WheelPower, the national charity championing British wheelchair sport recently brought 92 hospital patients from spinal injury centres across the United Kingdom and Ireland together for the annual Inter-Spinal Unit Games.
Widely recognised as the flagship sporting event for newly injured patients, the Games, which took place between the 25-27 April introduced wheelchair sport to recently paralysed people, many of those living with life changing injuries as a result of an accident or illness that has taken place over the last year.
The participants travelled from as far afield as Belfast and Glasgow to take part in this unique sporting event.
Held at Stoke Mandeville Stadium, the birthplace of the Paralympic Movement, the games gave many participants their first trip away from hospital after the long journey of rehabilitation. For many, it showed that life does not have to stop after spinal injury and gave them a taste for sport after many months in spinal units.

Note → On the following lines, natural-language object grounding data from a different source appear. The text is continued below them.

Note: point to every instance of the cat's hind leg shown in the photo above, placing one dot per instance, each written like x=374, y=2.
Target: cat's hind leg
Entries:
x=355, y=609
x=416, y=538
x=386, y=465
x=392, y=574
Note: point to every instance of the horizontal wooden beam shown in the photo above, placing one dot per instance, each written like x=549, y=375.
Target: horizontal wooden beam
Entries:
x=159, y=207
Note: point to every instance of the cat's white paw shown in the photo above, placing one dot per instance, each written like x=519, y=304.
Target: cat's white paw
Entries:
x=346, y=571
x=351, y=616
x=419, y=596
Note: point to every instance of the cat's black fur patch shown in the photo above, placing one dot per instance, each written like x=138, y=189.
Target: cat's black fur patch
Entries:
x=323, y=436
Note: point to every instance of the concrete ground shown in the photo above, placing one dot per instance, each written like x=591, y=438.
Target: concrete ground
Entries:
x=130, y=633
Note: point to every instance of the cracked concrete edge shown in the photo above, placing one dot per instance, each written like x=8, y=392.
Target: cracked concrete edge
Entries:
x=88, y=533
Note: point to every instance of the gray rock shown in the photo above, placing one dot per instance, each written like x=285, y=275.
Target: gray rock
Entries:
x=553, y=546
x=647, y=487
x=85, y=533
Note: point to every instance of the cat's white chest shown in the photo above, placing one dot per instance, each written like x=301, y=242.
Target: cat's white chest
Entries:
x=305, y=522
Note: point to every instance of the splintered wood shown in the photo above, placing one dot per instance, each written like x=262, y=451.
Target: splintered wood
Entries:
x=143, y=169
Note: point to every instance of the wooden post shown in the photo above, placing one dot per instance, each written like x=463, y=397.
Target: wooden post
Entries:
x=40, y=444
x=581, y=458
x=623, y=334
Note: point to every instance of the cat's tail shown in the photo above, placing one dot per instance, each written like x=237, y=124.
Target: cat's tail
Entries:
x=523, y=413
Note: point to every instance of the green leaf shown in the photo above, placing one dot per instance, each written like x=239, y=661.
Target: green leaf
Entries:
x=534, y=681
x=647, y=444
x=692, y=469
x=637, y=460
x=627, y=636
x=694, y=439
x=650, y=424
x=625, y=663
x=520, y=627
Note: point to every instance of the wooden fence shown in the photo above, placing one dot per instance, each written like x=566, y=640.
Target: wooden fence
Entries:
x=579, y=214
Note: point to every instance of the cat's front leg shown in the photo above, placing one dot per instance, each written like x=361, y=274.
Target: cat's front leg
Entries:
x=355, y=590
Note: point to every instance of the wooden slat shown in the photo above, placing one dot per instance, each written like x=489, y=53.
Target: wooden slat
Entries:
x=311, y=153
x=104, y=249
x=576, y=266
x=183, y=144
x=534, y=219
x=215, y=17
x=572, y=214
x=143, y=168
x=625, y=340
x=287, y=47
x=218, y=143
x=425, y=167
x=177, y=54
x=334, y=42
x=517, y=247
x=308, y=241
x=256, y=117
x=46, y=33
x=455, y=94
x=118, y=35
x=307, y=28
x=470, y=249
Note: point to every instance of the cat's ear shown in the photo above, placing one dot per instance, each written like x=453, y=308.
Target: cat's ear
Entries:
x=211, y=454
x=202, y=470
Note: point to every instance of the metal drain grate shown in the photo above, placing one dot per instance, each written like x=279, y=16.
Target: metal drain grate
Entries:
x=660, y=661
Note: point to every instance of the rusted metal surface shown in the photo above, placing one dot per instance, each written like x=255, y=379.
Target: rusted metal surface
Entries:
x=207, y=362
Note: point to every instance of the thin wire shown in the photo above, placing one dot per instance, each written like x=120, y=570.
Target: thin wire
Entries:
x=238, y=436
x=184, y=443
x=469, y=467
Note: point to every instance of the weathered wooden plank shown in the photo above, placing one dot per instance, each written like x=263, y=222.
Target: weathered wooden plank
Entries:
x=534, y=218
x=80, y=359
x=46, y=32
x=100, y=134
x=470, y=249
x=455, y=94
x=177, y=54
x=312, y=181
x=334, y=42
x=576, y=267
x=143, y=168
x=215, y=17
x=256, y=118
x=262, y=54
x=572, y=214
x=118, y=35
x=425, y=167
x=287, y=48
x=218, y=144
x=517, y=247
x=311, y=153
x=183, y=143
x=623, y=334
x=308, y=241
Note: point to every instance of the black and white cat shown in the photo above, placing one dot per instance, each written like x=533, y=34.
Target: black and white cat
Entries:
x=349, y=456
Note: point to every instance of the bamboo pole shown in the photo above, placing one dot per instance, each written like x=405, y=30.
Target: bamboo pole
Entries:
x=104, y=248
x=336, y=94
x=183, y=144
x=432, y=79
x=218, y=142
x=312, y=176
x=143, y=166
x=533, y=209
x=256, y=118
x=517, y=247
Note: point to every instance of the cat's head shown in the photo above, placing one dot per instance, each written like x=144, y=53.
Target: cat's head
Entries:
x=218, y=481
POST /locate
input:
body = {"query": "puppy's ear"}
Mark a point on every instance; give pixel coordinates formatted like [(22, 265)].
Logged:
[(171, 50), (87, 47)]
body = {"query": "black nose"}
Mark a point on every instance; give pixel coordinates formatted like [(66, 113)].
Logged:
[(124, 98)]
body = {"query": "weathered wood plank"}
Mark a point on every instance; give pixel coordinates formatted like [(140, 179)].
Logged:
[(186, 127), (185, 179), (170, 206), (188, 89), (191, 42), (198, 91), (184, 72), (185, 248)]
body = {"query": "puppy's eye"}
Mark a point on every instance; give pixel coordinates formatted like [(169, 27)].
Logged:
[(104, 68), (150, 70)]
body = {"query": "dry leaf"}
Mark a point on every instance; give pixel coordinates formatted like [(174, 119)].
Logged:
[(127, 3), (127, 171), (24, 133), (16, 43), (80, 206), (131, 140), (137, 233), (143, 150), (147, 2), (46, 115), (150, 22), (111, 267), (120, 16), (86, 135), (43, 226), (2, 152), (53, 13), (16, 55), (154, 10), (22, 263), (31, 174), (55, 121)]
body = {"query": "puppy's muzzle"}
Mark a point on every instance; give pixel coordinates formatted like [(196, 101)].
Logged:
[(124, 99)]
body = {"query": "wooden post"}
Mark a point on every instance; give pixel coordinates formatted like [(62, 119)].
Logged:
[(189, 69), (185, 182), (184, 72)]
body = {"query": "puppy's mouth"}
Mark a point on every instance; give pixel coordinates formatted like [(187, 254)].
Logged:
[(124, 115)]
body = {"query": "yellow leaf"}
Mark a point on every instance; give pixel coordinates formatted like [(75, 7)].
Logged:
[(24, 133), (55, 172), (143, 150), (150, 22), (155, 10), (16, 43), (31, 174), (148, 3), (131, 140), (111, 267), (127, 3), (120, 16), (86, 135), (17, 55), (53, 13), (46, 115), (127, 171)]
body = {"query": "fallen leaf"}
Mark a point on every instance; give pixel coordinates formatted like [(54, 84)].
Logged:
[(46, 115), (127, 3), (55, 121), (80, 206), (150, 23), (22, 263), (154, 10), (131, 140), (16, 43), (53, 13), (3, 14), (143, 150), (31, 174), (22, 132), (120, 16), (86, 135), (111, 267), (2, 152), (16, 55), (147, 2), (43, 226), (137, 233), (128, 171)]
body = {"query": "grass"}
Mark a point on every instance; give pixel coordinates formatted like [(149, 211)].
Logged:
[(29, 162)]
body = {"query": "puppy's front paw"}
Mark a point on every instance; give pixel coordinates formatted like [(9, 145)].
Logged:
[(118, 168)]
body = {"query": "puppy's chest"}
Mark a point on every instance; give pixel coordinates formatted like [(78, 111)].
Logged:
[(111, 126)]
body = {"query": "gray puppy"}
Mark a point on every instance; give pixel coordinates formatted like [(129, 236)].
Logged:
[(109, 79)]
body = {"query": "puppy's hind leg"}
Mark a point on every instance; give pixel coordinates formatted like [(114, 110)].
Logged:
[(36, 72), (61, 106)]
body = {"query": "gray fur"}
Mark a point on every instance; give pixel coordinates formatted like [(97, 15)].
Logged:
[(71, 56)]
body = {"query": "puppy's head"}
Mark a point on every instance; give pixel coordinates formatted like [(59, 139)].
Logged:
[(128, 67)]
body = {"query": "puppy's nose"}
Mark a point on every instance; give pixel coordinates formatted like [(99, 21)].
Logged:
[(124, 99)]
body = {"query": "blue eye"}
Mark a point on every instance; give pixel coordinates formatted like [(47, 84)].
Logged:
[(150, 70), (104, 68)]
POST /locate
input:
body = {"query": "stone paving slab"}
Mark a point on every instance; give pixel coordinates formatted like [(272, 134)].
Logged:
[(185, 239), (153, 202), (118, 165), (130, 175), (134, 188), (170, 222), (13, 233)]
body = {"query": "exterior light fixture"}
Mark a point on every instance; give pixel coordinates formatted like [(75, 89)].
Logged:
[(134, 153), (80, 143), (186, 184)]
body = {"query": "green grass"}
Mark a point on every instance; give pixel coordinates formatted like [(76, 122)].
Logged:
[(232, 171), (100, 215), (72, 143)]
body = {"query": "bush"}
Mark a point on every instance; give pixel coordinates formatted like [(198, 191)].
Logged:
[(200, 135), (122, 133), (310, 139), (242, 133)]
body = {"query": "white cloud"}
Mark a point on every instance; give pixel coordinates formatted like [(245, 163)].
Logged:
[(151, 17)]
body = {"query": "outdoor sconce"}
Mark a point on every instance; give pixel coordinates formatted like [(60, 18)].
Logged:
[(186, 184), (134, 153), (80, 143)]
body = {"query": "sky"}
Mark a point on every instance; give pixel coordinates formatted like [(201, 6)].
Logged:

The participants enjoyed a long weekend experience, all staying in adapted accommodation. They benefited from the guidance of leading wheelchair sport coaches and athletes (many of whom were Paralympians) and got to try all the sports before taking part in the games.
Chris Turner, National Sports Director at WheelPower said:
“The Inter-Spinal Unit Games provided a wonderful opportunity for people from across the UK that have recently had a spinal cord injury to come together and take part in a variety of sporting activities. We know that taking part in sport and physical activity enhances disabled peoples’ quality of life, giving them confidence, improving their well-being and helping to connect them to other people. The stories captured from the participants during the games embodies this fully and provides a starting platform for people to live and enjoy an active lifestyle.
“The camaraderie and new friendships made between the spinal units and patients provided a wonderful backdrop to the competitive nature of the sporting events and the race to be crowned the winning Spinal Injury Unit. Our vision is to help transform lives through sport and this event does exactly that, by providing opportunities to introduce disabled people to sport and supporting them to find an activity that they are passionate about and enjoy.”
One such person is 24-year-old Oliver Carpenter, who won the table tennis title.
“Ever since I was a little kid my dad and I played tennis and table tennis, so even in a wheelchair you keep some of that old muscle movement in the arms and hand to eye co-ordination. So it’s nice to get back playing them again,” Carpenter said.
“It’s been amazing, my injury was seven months ago and to come to a place like this and try all these different sports I never thought I’d be trying has been amazing. You meet lots of other people who are also in a wheelchair. It’s nice just to trade tips and ideas and it obviously encourages you to get active again despite the injury.”